Idea: Parsing XML in the Applicative Style

July 24, 2011

Motivation

I’ve recently undertaken a project to implement a Haskell library for the MusicBrainz XML Web Service. MusicBrainz is an open-source alternative to the CDDB service. Their aim is to catalog a vast amount of data about musical artists, releases, labels, etc.

My first task in starting this project was to find out how to parse XML. I would greatly have preferred the service have a JSON option so that I could use Aeson, but alas, XML was the only option.

After looking at HXT and others, I was drawn to the simple API of xml-enumerator by the prolific Michael Snoyman.

Having some experience with Aeson, I know that I would tend to parse data in the applicative style by creating an instance of FromJSON like so:

data User = User { userId           :: Id,
                   userName         :: T.Text,
                   userEmailAddress :: T.Text }
            deriving (Eq, Ord, Read, Show, Typeable)

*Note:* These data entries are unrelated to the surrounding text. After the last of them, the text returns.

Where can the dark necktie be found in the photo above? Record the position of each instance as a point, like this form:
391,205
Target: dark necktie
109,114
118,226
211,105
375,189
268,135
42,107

instance FromJSON User where
  parseJSON (Object v) = User <$> v .: "id"
                              <*> v .: "name"
                              <*> v .: "email_address"
  parseJSON _          = mzero

The advantage to this style is that it is very compact and reads (to me at least) like a declaration of format rather than a procedure to parse, which makes it much easier to grok and maintain. I found that there was nothing built in to xml-enumerator that would do this so I set out to define my XML parsing code in this style, regardless of how long it took (I’m still a very slow Haskeller at this point).

Ingredients Needed from the xml-enumerator API

Coming from a Ruby background, I’m used to parsing XML with Nokogiri. In that library, the basic element you work with most is a Node. It represents a particular XML node within the document from which you can traverse up and down the document tree. In xml-enumerator, the best analog I found was Text.XML.Enumerator.Cursor. This module leverages the concepts of Axes and Cursors to move around the XML document. A cursor is just a type synonym:

type Axis = Cursor -> [Cursor]

The Cursor module also provides a lot of helpful infix operators with fairly logical symbols, such as &|, &/, &//, $|, $/, and $//. The & represents combining axes whereas the $ represents applying axes to cursors. The |, / and // operates on the cursor itself, children, and descendants of the result of the cursor/results respectively.

I also lifted some exception handling code from another library that uses xml-enumerator:

import qualified Text.XML.Enumerator.Cursor as Cu
forceEx :: F.Failure XmlException m => String -> [a] -> m a
forceEx = Cu.force . XmlException

This takes the result of an axis in our case and raises an exception if it is empty or returns the first result if it is not.

Writing Infix Operators of My Own

In order to a achieve the most basic XML document traversal abitlies, I created a suite of infix operators with the convention that the left side would take a cursor on which to operate and the right side would take Text referring to tag or attribute names.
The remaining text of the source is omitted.